Ces images confocales peuvent être analysées quantitativement à l’aide d’un logiciel d’analyse d’images et du pipeline d’analyse fourni (Fichier supplémentaire 1). Lors de la mise en œuvre du protocole d’analyse, les organoïdes doivent d’abord être encerclés (Figure 4A) avant d’exclure certaines zones de l’analyse proprement dite (Figure 4B). Ces zones d’exclusion peuvent faire référence à des cellules mortes à l’intérieur de la lumière organoïde, qui ne présentent pas d’intérêt pour la quantification des signaux EdU. L’exécution ultérieure du pipeline d’analyse automatique conduit à la segmentation de tous les noyaux détectés, en différenciant les noyaux Hoechst33342+ et EdU+ . De plus, tous les noyaux situés en dessous d’un seuil de 15 μm2 sont exclus, car il s’agit très probablement de cellules mortes ou de noyaux qui ne sont pas représentés en entier dans cette couche d’image (figure 4C).

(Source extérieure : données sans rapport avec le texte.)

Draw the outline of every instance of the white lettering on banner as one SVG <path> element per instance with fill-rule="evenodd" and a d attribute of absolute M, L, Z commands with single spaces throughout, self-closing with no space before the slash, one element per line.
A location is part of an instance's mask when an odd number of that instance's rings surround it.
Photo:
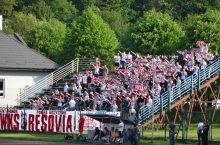
<path fill-rule="evenodd" d="M 0 130 L 74 132 L 74 112 L 0 110 Z"/>
<path fill-rule="evenodd" d="M 120 112 L 81 111 L 81 114 L 108 114 Z M 58 110 L 0 110 L 0 130 L 27 130 L 71 133 L 79 129 L 79 111 Z M 85 116 L 84 130 L 94 130 L 103 123 Z"/>

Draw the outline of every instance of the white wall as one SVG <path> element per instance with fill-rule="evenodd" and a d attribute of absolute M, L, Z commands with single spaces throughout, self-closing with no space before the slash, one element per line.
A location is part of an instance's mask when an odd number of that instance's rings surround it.
<path fill-rule="evenodd" d="M 0 98 L 0 107 L 15 106 L 20 90 L 33 85 L 50 72 L 0 71 L 0 79 L 5 79 L 4 98 Z M 36 92 L 37 93 L 37 92 Z"/>

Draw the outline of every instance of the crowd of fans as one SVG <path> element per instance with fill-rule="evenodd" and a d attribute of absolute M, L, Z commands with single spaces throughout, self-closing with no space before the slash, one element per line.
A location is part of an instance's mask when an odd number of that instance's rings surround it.
<path fill-rule="evenodd" d="M 109 74 L 106 65 L 91 63 L 94 71 L 73 75 L 63 91 L 51 90 L 52 97 L 31 100 L 32 109 L 122 110 L 124 118 L 135 120 L 140 107 L 150 106 L 160 94 L 212 63 L 217 54 L 210 53 L 209 46 L 197 41 L 196 48 L 177 51 L 179 55 L 173 56 L 119 51 L 114 56 L 114 73 Z"/>

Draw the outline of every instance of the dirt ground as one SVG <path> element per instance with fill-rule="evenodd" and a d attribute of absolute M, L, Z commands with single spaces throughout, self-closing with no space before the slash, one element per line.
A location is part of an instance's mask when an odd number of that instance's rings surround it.
<path fill-rule="evenodd" d="M 77 143 L 65 143 L 65 142 L 44 142 L 44 141 L 24 141 L 24 140 L 10 140 L 10 139 L 0 139 L 0 145 L 86 145 Z"/>

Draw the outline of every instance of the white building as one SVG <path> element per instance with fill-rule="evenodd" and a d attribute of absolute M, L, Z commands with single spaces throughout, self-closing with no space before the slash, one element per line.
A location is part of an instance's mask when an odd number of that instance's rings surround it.
<path fill-rule="evenodd" d="M 20 92 L 59 65 L 29 48 L 18 35 L 0 30 L 0 107 L 16 106 Z"/>

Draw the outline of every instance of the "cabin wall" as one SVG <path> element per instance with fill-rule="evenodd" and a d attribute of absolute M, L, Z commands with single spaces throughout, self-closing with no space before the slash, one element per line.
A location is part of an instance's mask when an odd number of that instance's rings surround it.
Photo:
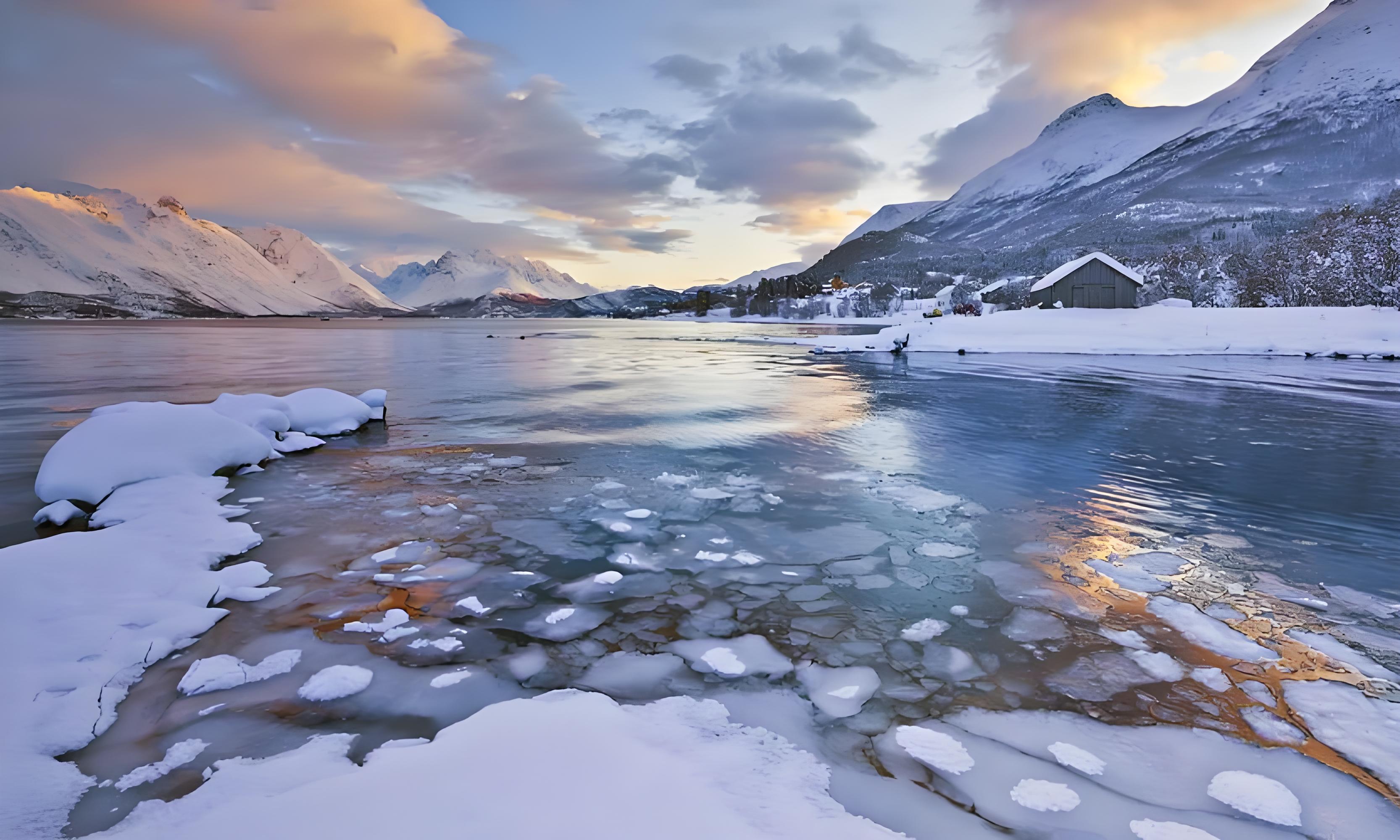
<path fill-rule="evenodd" d="M 1091 260 L 1060 279 L 1049 288 L 1030 294 L 1030 304 L 1054 305 L 1057 301 L 1081 309 L 1131 309 L 1137 307 L 1138 284 L 1127 274 Z"/>

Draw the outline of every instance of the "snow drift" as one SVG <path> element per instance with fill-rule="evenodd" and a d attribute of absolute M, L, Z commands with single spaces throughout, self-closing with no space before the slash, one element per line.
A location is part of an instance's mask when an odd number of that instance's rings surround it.
<path fill-rule="evenodd" d="M 393 307 L 297 231 L 246 237 L 192 218 L 169 196 L 144 204 L 111 189 L 70 196 L 18 186 L 0 190 L 0 291 L 101 297 L 147 315 Z"/>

Après l’analyse de l’image à l’aide du logiciel et l’exportation des mesures de quantification, ces données sont calculées pour analyser le pourcentage de signal EdU+ par rapport à la masse totale d’ADN (Figure 5). Dans le cas présenté dans ce manuscrit, les organoïdes intestinaux apical-out présentent des niveaux de prolifération considérablement réduits par rapport aux organoïdes basaux-out flottants.
Figure 1 : Vue d’ensemble schématique du protocole décrit. Le schéma comprend la culture d’organoïdes, l’induction de l’inversion de polarité, l’étiquetage EdU et l’analyse semi-automatique des images. Figurine créée avec Biorender.com. Veuillez cliquer ici pour voir une version agrandie de cette figure.
Figure 2 : Organoïdes avant et après l’induction de l’inversion de polarité. (A) Organoïdes intestinaux enrobés de matrice trois jours après que les cellules trypsinisées ont été ensemencées dans un milieu de croissance. (B) Organoïdes basal-out flottants trois jours après l’ensemencement en culture en suspension. (C) Organoïdes apicals 3 jours après l’ensemencement en culture en suspension sans BME pour l’induction de l’inversion de polarité. Barre d’échelle = 200 μm. Veuillez cliquer ici pour voir une version plus grande de cette figure.
Figure 3 : Organoïdes intestinaux basal-out et apical-out marqués avec EdU. Le panneau supérieur, qui représente des images confocales d’organoïdes basaux-out au fil du temps, présente beaucoup plus de cellules EdU+ que d’organoïdes apical-out (panneau inférieur) aux mêmes points temporels. Barre d’échelle = 100 μm. Veuillez cliquer ici pour voir une version plus grande de cette figure.
Figure 4 : Analyse d’images quantitatives d’organoïdes intestinaux colorés à l’EdU. (A) Organoïdes encerclés à l’aide des modes Sphère et Polygone. (B) La zone à exclure de l’analyse est marquée en blanc (indiquée par la flèche). Cette zone marque la lumière organoïde, qui contient un certain nombre de cellules mortes, qui seront exclues de l’analyse ultérieure. (C) L’image après analyse montre tous les noyaux segmentés. Les noyaux de Hoechst33342 + sont marqués en cyan, les noyaux EdU+ sont marqués en jaune et les noyaux n’atteignant pas 15 μm2 sont marqués en vert (Hoechst33342) et en orange (EdU). Barre d’échelle = 50 μm. Veuillez cliquer ici pour voir une version agrandie de cette figure.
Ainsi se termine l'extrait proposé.